Dittoe then joined the Portland Forest Dragons of the Arena Football League (AFL). He made his AFL debut on May 1, 1999. He entered the game at quarterback with a minute left after starter James Guidry had to move to receiver to replace the injured Brian Greene. Dittoe completed three of six passes for 18 yards as the Forest Dragons lost to the Nashville Kats by a score of 37–31. Dittoe then decided to leave the team.

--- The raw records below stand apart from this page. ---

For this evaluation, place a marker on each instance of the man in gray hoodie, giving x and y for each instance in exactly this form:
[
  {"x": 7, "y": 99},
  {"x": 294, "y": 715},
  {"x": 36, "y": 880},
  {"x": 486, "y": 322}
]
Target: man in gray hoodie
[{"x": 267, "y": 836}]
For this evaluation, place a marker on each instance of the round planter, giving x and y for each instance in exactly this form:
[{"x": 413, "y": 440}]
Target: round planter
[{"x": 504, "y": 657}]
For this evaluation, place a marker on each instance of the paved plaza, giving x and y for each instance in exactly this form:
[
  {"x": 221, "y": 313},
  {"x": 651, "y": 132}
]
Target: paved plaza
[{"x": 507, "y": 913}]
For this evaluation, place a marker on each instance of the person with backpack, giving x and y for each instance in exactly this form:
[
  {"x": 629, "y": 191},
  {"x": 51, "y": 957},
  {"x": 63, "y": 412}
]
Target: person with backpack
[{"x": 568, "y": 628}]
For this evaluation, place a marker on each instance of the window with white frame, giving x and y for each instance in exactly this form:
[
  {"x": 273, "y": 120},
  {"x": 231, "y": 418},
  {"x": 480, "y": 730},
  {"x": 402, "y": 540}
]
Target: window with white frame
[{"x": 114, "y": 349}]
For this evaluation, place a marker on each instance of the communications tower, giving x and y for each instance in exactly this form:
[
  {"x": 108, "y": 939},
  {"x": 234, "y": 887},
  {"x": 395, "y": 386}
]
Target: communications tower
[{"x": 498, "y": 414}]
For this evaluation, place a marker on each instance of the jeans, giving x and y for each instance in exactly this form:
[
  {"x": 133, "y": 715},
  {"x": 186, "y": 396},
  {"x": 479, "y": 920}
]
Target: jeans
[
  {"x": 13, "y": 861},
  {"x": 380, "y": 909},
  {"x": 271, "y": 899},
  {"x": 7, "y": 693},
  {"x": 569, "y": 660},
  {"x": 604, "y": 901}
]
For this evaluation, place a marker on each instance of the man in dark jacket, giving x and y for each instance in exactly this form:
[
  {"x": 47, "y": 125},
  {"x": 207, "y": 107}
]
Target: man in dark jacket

After injuries to Andre Ware and Chuck Clements, Dittoe signed with the Berlin Thunder of NFL Europe on May 19, 1999. He completed 64 of 132 passes (48.5%) for 693 yards, four touchdowns, and six interceptions during the 1999 season.

==Personal life and legacy==
In 1999, Dittoe founded Dittoe PR, a public relations company in Indianapolis. He was inducted into the Bishop Dwenger Hall of Fame in 2014. He was elected to the Indiana Football Hall of Fame in 2024 for his high school career.